Thursday, November 27, 2008

thanksgiving

it may be cliche to post a 'happy thanksgiving' post about all of the things i am grateful for, but those of you who know me know that i am cliche : ) so here it goes:

i am thankful for my great parents who are being so supportive of me right now. during this time of struggle with my depression i have needed almost constant 'supervision' until my new meds start working. they have been wonderful to me!

i am thankful for my diligent friends who keep checking up on me : ) you really do find out who your friends are when you go through hard times.

i am thankful that maggie is almost oblivious to what is going on with me. she still mopes a little and is cuddling with me a lot, but her tail still never stops wagging. playing with her and watching her run around makes me forget about my circumstances and cheers me up.

i am thankful for my job and the wonderful benefits that they have. so many people are out of work right now and are wondering where they are going to get money to eat and pay rent. my job has been paying me IN FULL during my time away on disability. what a blessing!

last but not least, i am thankful for my faith and that God has blessed me with His grace. every day i fail and fall short of what He requires, but every day He forgives me and shows me that true love restores the heart. i can't tell you why He allows bad things to happen in this world, but i can tell you that He is the greatest comfort i have ever found.

i hope that you can make your own list, however short or long, about what you are thankful for this year. it really does put things in perspective and makes me realize that even when we face struggles, we are still so blessed and are never without cause to be thankful.
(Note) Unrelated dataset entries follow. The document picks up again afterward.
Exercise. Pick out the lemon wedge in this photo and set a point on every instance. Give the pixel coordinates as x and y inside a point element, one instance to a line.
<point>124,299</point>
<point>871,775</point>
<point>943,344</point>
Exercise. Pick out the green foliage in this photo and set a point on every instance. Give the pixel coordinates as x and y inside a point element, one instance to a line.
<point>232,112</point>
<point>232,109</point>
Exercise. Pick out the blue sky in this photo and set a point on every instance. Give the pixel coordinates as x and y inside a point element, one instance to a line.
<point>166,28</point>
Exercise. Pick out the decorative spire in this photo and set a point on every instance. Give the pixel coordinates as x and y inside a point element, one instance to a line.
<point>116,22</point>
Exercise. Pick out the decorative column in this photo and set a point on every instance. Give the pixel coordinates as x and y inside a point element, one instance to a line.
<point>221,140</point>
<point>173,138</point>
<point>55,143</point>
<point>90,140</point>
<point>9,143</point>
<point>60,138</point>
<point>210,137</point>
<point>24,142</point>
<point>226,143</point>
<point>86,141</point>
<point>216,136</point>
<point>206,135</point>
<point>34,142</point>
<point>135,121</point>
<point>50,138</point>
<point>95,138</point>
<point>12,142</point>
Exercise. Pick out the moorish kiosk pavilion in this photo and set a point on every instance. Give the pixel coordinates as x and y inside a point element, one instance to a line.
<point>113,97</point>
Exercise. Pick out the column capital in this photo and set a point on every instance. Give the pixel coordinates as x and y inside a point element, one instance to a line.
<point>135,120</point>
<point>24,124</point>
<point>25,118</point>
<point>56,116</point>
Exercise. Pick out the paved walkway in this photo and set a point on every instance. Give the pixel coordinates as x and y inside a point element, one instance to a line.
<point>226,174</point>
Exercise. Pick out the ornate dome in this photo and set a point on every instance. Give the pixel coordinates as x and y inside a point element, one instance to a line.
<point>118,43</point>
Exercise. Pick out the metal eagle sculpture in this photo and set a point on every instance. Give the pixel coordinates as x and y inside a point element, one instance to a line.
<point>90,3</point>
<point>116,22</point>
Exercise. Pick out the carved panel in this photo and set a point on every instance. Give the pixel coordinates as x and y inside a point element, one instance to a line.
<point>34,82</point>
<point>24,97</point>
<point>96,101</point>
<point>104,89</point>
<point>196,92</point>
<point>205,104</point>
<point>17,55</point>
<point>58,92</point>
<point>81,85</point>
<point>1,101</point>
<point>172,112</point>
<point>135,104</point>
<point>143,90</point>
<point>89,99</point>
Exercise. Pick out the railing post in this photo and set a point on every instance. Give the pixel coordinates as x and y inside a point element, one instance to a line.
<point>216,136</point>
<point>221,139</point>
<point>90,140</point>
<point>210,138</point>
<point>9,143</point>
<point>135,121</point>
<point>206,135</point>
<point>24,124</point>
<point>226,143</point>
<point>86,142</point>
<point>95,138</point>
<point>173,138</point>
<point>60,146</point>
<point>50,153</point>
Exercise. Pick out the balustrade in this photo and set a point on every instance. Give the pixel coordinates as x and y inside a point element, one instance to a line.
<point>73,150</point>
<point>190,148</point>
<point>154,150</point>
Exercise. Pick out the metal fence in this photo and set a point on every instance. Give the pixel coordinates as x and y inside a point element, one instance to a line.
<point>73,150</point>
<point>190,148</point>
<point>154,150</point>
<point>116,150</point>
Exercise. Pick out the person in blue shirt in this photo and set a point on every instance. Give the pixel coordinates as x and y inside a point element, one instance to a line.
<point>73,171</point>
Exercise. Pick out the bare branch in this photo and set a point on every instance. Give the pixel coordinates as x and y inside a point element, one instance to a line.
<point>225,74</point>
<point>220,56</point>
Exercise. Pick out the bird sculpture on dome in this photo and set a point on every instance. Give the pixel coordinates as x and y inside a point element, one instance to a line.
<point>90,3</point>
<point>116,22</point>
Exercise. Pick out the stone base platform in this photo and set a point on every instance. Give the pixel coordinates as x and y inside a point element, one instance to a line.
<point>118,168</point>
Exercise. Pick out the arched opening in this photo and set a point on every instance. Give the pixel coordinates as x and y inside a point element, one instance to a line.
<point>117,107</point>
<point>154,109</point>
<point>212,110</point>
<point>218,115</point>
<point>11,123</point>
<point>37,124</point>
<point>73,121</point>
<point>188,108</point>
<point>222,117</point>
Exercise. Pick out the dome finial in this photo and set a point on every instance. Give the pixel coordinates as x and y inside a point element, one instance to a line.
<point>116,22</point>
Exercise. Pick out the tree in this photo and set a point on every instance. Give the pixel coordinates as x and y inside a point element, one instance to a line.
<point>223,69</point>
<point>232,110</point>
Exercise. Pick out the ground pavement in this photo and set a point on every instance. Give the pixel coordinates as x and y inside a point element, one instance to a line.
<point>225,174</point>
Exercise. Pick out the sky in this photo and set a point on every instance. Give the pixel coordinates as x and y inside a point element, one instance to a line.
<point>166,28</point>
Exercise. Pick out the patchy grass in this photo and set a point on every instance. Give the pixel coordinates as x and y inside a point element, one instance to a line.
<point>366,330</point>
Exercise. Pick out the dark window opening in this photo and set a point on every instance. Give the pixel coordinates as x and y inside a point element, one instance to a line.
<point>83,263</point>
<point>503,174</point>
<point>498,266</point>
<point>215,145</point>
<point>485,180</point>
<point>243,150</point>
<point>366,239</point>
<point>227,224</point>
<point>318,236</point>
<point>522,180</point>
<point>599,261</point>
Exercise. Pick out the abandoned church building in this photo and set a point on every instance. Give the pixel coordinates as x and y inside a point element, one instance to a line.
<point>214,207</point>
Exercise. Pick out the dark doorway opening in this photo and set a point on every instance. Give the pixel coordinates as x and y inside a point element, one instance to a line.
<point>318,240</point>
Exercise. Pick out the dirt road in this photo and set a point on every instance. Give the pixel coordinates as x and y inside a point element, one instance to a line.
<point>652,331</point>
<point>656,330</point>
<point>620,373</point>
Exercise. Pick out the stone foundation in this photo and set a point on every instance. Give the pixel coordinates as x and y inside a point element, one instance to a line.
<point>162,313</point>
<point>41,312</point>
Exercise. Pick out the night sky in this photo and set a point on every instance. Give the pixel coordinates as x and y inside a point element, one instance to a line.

happy thanksgiving everyone!

Sunday, November 16, 2008

a wii bit of fun

last night i spent some time at my friend d's house playing wii. if you have never played wii, you need to make fast friends with someone who has one and get to playing. i have been wanting one for a while but didn't want to make the big leap and purchase one until i had a chance to play it and decide if i really couldn't live without it. tennis, bowling, baseball and guitar hero are really fun. i am basically a bowling master already. my roommate n and i really want to get a video game console so that we can sing karaoke american idol style ( after seeing baby mamma, we decided we couldn't live without this game for long ).

i was never a video gamer as a kid or teen. i don't have great hand-eye coordination so when mario brothers came out in the 80's and i couldn't even get past the first level, i gave up on 'vids'. wii, however, is another story and i cannot see myself going longer than a year without purchasing this for myself.

it's a brave new world

Tuesday, November 11, 2008

gotta keep singing

i have loved this song for quite some time now, but today it seemed especially fitting seeing what i am going through right now. here are the words:

keep singing
by mercy me

another rainy day
i can't recall having sunshine on my face
all i feel is pain
all i wanna do is walk out of this place

but when i am stuck and i can't move
and i don't know what i should do
when i wonder if i'll ever make it through

i gotta keep singing
i gotta keep praising your name
you're the one who's keeping my heart beating

i gotta keep singing
i gotta keep praising your name
that's the only way that i find healing

can i climb up in your lap, i don't wanna leave
Jesus sing over me
i gotta keep singing

can i climb up in your lap, i don't wanna leave
Jesus sing over me, you're everything i need
i gotta keep singing


...helps to put things in perspective and remind me that my Healer is always standing by, waiting for me to call on Him. Jesus never promised us a perfect life, and He certainly never said we would never suffer. there is a way to remain hopeful in our hopelessness, though. i am firm in my faith in Christ however hard the waves may crash against me.

Sunday, November 9, 2008

i give up

this post is really a downer, so if you don't feel like slitting your wrists today, i suggest you move on to something else.

i give up on trying to be responsible
i give up on investing in people only to have them spit in my face
i give up on hoping people will 'come around'
i give up on feeling guilty for things that aren't even my fault
i give up on trying to be open and share my life with others
i give up on giving people the benefit of the doubt

i give in to being cynical
i give in to being jaded
i give in to being hardened
i give in to being apathetic
i give in to becoming a person i don't even like for the sake of not having to struggle

i am going away with my mom for a few days to regain some type of sanity and life. i figured this would be a better option than joining a cult. not that being with my mom is like being in a cult... that's not the point i am making. the point is that i am extremely low. i have had serious thoughts lately of packing my belongings, as much as would fit in my car, and just moving somewhere. joining a life that my family and friends disapprove of so that i could cut ties and start over. i just want to withdraw from this life and start a new one. maybe then i could feel freer to show my true emotions and be a genuine person. or maybe i would find that no matter where you go, people are always going to let you down and there is no sense in trying to avoid it. learn to live with the bitterness and disappointment.